The case contrasts sharply with the Lorraine Kelly case where she was deemed to possess sufficient independence and control over the programmes to exclude her work from the employment spectrum. Despite Mr Holmes’ assertions that he was completely independent and exercised total control over his work, he was subject to overall OFCOM control and due to health conditions, had restrictions placed on what he was allowed to do in his spare time incorporated into his contractual terms.
However, the emphasis placed on MOO is unequivocal – the Tribunal clearly considers that it is in fact necessary to examine it in every case to establish whether a contract of employment exists – a viewpoint which is simply not under consideration within the parameters of the CEST tool, because HMRC opines that MOO is present in all contracts, whether of service or for services.
The fact that this case took three days to deliberate and 20 months for a case report to be published demonstrates the difficulties facing status decision-makers who do not have the luxury of time yet face the financial consequences if they make the wrong decision.
Education and support?
In addition, and despite repeated requests from employers, contractors and advisers for the “education and support” programme to be more comprehensive and robust, HMRC has now also confirmed that it will be setting this programme aside for the coming months, recommencing it “at the appropriate time” even though it had only recently started up again, after suffering a 4-month hiatus due to the general election.
Public sector
HMRC has stated that public authorities should continue to abide by the rules as issued in 2017 and not change their methods to align with the new rules just yet.
Practical considerations
Some engagers will already have taken actions to prepare for the new rules coming in on 6 April 2020. Advisers should speak to them about how to unpick these sufficiently to enable the old rules to operate but to stay prepared for the next 12 months.
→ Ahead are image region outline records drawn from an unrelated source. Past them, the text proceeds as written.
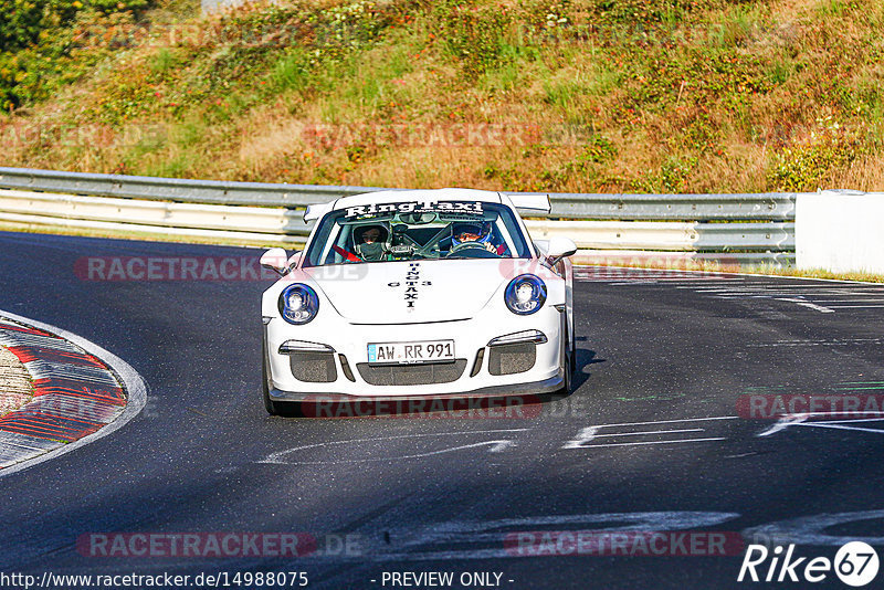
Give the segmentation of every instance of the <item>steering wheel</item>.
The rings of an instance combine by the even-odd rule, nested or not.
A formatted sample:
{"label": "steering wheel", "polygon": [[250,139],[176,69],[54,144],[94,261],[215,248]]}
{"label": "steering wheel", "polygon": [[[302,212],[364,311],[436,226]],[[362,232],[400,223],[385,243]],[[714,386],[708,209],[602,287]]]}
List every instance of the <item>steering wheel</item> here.
{"label": "steering wheel", "polygon": [[[445,255],[445,257],[456,254],[457,252],[463,252],[464,250],[481,250],[482,252],[485,252],[487,254],[493,254],[493,257],[497,257],[497,255],[491,252],[488,249],[486,249],[485,244],[483,244],[482,242],[461,242],[460,244],[449,250],[449,253]],[[482,256],[482,257],[492,257],[492,256]]]}

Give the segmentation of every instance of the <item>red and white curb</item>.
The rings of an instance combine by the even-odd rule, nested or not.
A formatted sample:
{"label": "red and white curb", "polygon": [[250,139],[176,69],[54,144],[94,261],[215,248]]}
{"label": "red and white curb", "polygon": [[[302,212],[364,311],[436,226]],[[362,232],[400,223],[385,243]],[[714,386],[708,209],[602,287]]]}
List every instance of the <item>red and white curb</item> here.
{"label": "red and white curb", "polygon": [[31,401],[0,418],[0,477],[110,434],[147,401],[135,369],[66,330],[0,309],[0,345],[34,386]]}

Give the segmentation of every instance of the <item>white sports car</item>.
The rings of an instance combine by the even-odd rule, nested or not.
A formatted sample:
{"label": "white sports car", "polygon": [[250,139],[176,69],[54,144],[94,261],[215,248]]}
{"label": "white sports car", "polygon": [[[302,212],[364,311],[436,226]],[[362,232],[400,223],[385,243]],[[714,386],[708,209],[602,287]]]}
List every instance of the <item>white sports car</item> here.
{"label": "white sports car", "polygon": [[303,252],[267,251],[264,404],[568,391],[567,238],[532,242],[516,209],[547,196],[380,191],[311,206]]}

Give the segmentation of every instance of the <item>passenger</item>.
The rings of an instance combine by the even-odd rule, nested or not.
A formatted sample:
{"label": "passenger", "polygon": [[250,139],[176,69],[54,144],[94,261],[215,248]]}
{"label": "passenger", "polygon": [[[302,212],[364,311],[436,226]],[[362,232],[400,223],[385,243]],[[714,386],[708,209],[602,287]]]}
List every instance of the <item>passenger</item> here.
{"label": "passenger", "polygon": [[490,223],[478,222],[455,223],[452,228],[452,247],[466,242],[476,242],[482,244],[482,246],[488,252],[494,252],[497,254],[497,247],[492,243],[490,225]]}
{"label": "passenger", "polygon": [[385,260],[387,254],[387,228],[365,225],[355,232],[356,253],[366,262]]}

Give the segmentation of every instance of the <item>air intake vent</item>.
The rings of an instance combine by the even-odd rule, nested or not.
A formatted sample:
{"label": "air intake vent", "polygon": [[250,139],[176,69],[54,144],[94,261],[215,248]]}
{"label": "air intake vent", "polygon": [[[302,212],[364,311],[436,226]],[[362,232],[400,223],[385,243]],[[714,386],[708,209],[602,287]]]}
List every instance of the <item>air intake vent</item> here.
{"label": "air intake vent", "polygon": [[337,381],[333,352],[292,352],[290,354],[292,375],[306,383],[330,383]]}
{"label": "air intake vent", "polygon": [[466,359],[459,358],[454,362],[431,365],[356,365],[359,375],[372,386],[429,386],[432,383],[451,383],[463,375]]}
{"label": "air intake vent", "polygon": [[525,372],[534,367],[536,359],[537,346],[530,343],[492,346],[488,348],[488,372],[495,376]]}

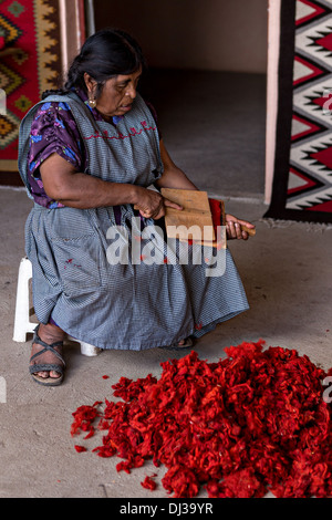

It would be advisable to consider:
- Length of contract for 20/21;
- Supply chain communications;
- Payroll configurations and software;
- Whether Status Determination Statements have been issued (and appeals received) and can be retracted without damaging the relationship or the position for 2021/22;
- How the current contracts in place will realistically work from next April.
Conclusion
The new rules have not disappeared altogether, they have simply disappeared under a cloud temporarily, and the legislation is expected to be passed over the next few months. Engagers, contractors and agencies should use this additional year of reprieve wisely.